Blaine segue a ruota Mali, correndo incontro a Elyse e stringendola tra le sue braccia, i loro singhiozzi che si mescolano gli uni agli altri. Wayne è l’ultimo a farlo e dà una stretta al corpo di Calum, battendogli una mano sulla schiena con un sorriso a trentadue denti stampato sul viso.

«Non avrete mica creduto che ci saremmo dimenticati di voi!» dice ancora emozionata Mali, prima di abbracciare me questa volta. Abbraccio che ricambio con immensa gioia, mentre lascio andare un enorme respiro di sollievo, sentendo il peso sulle mie spalle affievolirsi lentamente. Mi sento come se fossi di nuovo in grado di respirare liberamente adesso. «Mi fa piacere vedere che ti sei rimessa in sesto» sussurra al mio orecchio poco prima di allentare la presa.

«È tutto merito suo» ammetto, facendo cenno con il capo verso suo fratello, spostando poi lo sguardo sulla sua figura e rimanendo a fissarlo per più del dovuto. «E anche vostro che mi avete ricucita subito.
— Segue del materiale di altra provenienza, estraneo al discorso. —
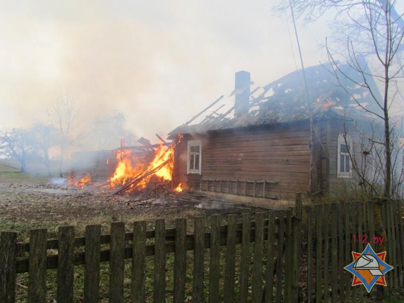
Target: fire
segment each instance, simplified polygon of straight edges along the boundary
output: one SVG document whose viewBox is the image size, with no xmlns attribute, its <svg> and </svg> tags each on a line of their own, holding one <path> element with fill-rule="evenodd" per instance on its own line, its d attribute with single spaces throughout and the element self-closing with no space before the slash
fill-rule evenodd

Grazie.»

«Non dirlo neanche.»

Dopo aver scambiato un caloroso abbraccio anche con Wayne e dopo che tutti quanti ci siamo salutati a dovere, intercambiando brevi frasi di gioia e gratitudine per averli ritrovati tutti quanti in salute e senza alcun graffio, ci rimettiamo gli zaini in spalla e saliamo assieme a loro sui cavalli: Elyse assieme a Blaine, Mali con Margaret davanti e Calum dietro, mentre io assieme a Wayne.

«Abbiamo visto dei razzi per qualche giorno e abbiamo deciso di venire a controllare,» spiega Wayne, «non eravamo certi che sareste stati voi, ma ne è valsa la pena.»

«Sono contenta che abbiano funzionato» dico, ripensando a tutto ciò che è successo negli ultimi giorni. Mi sembra sia passato un mese, altro che qualche giorno.

«Adesso mi sorge il dubbio: voi due avete per caso deciso di farvi un bagno?» chiede Mali, ridacchiando, lanciando un’occhiata a me e poi a suo fratello dietro di lei. «Perchè, mi dispiace dirvelo, ma non avete proprio un buon odore.»

«Colpa mia, devo ammetterlo.» Calum ride, alzando una mano in segno di resa. «Vi racconteremo tutto quando arriveremo al campo. A proposito, quale campo?»

«A Murray City.»

«Dovrebbe far suonare un campanello questo nome?» chiede scettica Elyse, ma con aria divertita, mentre appoggia la guancia alla schiena di Blaine. Sono lieta che questi due si siano ricongiunti nel migliore dei modi possibili.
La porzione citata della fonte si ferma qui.